7. His fashion campaigns often form part of wider series
Part of what makes Teller so brilliant is his ability to freely traverse the boundaries between art and commercial photography. He often pokes fun at the fashion world, and yet he respects it, freely embracing fashion imagery into his broader oeuvre. He will often shoot his campaigns as part of ongoing series, thereafter publishing the works in their entirety as books (think: Louis XV, featuring his 2004 campaign for Marc Jacobs, or The Flow, which includes his A/W15 campaign for Louis Vuitton).

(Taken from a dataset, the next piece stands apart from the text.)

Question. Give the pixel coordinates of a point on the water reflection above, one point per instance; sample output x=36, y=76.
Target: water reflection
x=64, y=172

8. He knows how to gain his subjects’ trust
“The only thing that’s important is… that you get into [your sitter’s] psyche – who the person is themselves,” Teller told Hans Ulrich Obrist in an interview for System magazine.” And in order to do this, he explains, you must gain their complete trust. Teller, it is safe to say, has mastered this art: he has photographed a majestic Vivienne Westwood in the nude, cajoled Adrian Searle into enormous platforms and out onto a busy street for a portrait, and even persuaded his longtime muse Charlotte Rampling to let him “kiss and stroke” her breasts in the name of art. (“It was the stupidest thing I’ve ever said and I started sweating,” he said later, “[but] Charlotte elegantly lit a cigarillo, took a drag and said, ‘OK with me, but I’ll tell you when to stop.’”) Teller treats his protagonists as equals, and as such yields amazing results. As Searle explains in an essay for the catalogue, “Part of me wants him to go further, to push the situation. He makes collaborators of us all.”
9. He’s a self-professed control freak
Teller is notoriously meticulous about how he operates – it must be done his way or not at all – and he works only with those who allow him creative carte blanche. For years he shot resolutely in analogue, for example, only experimenting with digital photography in 2015 when film stock changed and forced him to branch out. Similarly, he only ever shoots with one assistant (and occasionally with the extra support of his wife Sadie) and never allows anyone to take an unsolicited photograph of him. He also believes in being involved in any project that bears his name, closely overseeing every photo book or exhibition of his work. And this singular approach has seldom failed him.
10. But he’s not afraid to improvise
That said, when things go awry, Teller is happy to freefall. The exhibition’s final room is the perfect demonstration of this fact: a vast, psychedelic space pasted with images of leafy forestry, dotted with naked women carrying hula-hoops, alongside still-lifes taken in a marijuana factory, as well as more conventional fashion shots. This diverse but somehow complementary melange, we find out, is Teller’s answer to Rihanna unexpectedly cancelling a cover shoot for System magazine. Refusing to admit defeat, the photographer took what he had – some willing models and a killer location (a 60,000 square foot medical cannabis facility in the Canadian countryside) – and created a spectacularly inventive story titled Waiting for Rihanna. As the accompanying text states, “There’s creativity in the art of embracing the unexpected.” And that is just what Teller is best at.
Juergen Teller: Enjoy Your Life! is at the Martin-Gropius-Bau, Berlin until July 3, 2017. The accompanying catalogue, published by Steidl, is available now.